L’auteure le reconnaît : « Les rapports avec mon identité protestante ne sont pas simples. Je suis plutôt fière de mes racines et de ma communauté d’origine. Mais je revendique le droit d’être critique. »

LA LOGIQUE COMMUNAUTARISTE
On pénètre avec Hannah dans un microcosme rural, des familles de petits fermiers, d’ouvriers et d’artisans encore attachés à la terre. Les seuls étrangers sont la famille chinoise qui tient le restaurant local, ainsi qu’une soignante d’origine philippine – une pionnière de ces aidantes désormais devenues légions. « La fin des années 1990 n’a pas seulement apporté l’accord du Vendredi saint, mais aussi Internet, sans oublier la compagnie aérienne EasyJet… Autant de facteurs concomitants qui nous ont poussés à sortir de notre isolement, à nous ouvrir au monde, à ne pas toujours voir le mal au-dehors », explique l’écrivaine. D’un œil malicieux, son héroïne observe les hypocrisies et les contradictions des siens, cet accueil de l’autre si présent dans les Évangiles et tellement absent du quotidien des adultes qui l’entourent.

Face au malheur, on cherche bien vite un bouc émissaire, et une chasse à l’homme s’enclenche.

Jan Carson rappelle la logique communautariste, qui permet de reporter commodément la faute sur le dos « des autres » et a longtemps empêché chaque communauté de se regarder elle-même. « L’anniversaire des accords de paix m’a fait beaucoup réfléchir. J’ai eu 18 ans en 1998, je suis devenue adulte précisément à ce moment-là. J’ai donc aussi ma part de responsabilité dans la situation chaotique et assez désespérante que nous continuons de vivre : avec ces leaders politiques incapables de s’entendre pour gouverner ensemble, un système scolaire toujours divisé entre catholiques et protestants, les murs qui persistent à nous séparer, au propre comme au figuré. » Jan Carson a pourtant beaucoup œuvré comme animatrice socioculturelle dans les quartiers pauvres de Belfast, en donnant accès aux livres et à l’art comme possibles traits d’union.

UN HÉRITAGE EMPOISONNÉ
La légende qui l’impressionnait le plus quand elle était petite-fille était celle du joueur de flûte de Hamelin : « J’étais fascinée par l’enfant handicapé qui reste en arrière tandis que le joueur va perdre les gamins dans la montagne.

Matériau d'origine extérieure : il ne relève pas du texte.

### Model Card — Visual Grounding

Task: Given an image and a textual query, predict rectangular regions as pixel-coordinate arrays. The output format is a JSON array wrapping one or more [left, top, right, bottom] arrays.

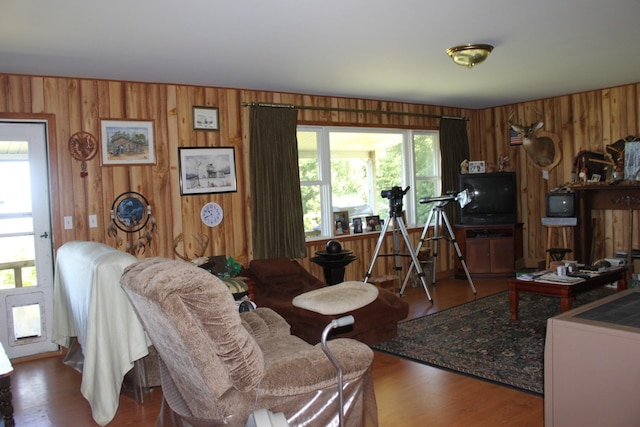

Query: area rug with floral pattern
[[372, 287, 615, 395]]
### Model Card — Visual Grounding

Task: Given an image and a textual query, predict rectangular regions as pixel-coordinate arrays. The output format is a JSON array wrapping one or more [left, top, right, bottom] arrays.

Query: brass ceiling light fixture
[[447, 43, 493, 68]]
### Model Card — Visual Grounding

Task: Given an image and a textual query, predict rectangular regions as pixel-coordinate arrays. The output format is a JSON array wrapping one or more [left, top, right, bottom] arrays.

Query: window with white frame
[[297, 126, 441, 238]]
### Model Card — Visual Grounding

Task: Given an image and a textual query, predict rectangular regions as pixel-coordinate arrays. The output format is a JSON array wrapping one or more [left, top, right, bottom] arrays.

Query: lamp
[[447, 44, 493, 68]]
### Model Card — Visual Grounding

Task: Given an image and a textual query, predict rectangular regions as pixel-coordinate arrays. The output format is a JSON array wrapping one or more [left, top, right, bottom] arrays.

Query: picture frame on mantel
[[100, 119, 156, 166], [193, 106, 220, 130]]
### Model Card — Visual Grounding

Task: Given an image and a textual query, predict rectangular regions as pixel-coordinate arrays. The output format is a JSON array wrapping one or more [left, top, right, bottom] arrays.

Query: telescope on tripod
[[363, 187, 476, 302], [363, 187, 433, 302], [400, 189, 476, 295]]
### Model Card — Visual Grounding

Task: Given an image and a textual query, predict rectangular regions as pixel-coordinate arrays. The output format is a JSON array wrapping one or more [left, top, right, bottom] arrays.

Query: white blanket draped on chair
[[52, 241, 151, 425]]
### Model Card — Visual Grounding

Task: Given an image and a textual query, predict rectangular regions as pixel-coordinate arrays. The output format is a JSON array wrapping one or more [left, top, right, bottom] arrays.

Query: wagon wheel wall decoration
[[107, 191, 157, 255], [69, 131, 98, 178]]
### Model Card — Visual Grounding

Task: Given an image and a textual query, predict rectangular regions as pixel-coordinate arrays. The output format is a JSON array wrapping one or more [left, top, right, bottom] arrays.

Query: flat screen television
[[460, 172, 518, 225], [547, 192, 576, 217]]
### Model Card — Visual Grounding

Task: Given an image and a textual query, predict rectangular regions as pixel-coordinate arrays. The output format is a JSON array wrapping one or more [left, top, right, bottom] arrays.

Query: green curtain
[[440, 117, 469, 225], [249, 105, 307, 259]]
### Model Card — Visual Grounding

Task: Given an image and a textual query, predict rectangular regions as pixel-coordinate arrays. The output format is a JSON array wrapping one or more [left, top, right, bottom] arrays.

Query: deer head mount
[[509, 109, 562, 171]]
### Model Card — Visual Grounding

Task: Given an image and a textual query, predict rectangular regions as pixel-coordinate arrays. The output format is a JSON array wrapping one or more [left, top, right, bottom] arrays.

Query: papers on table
[[516, 270, 585, 284]]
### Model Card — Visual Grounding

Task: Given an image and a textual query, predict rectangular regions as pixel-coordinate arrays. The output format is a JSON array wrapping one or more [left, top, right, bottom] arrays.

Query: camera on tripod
[[380, 186, 409, 216]]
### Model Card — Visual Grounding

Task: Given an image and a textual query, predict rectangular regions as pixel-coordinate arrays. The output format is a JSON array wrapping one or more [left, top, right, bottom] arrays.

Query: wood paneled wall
[[469, 84, 640, 266], [0, 74, 640, 280]]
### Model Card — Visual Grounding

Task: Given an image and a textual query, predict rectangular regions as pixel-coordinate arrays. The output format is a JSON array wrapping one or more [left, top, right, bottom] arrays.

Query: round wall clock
[[200, 202, 223, 227]]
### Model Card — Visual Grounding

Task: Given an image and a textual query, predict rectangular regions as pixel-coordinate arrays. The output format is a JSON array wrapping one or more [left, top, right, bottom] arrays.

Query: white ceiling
[[0, 0, 640, 108]]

L’enfant survit, tout en ayant perdu ses amis : il a de la gratitude, mais se sent coupable – le début du trauma… Le joueur de flûte est venu chercher son dû : la génération d’après en fait les frais, lourd héritage empoisonné. » Quoi de plus puissant que la littérature pour aider à affronter la réalité, aussi cruelle soit-elle ? Jan Carson l’a choisie comme une antidote imparable.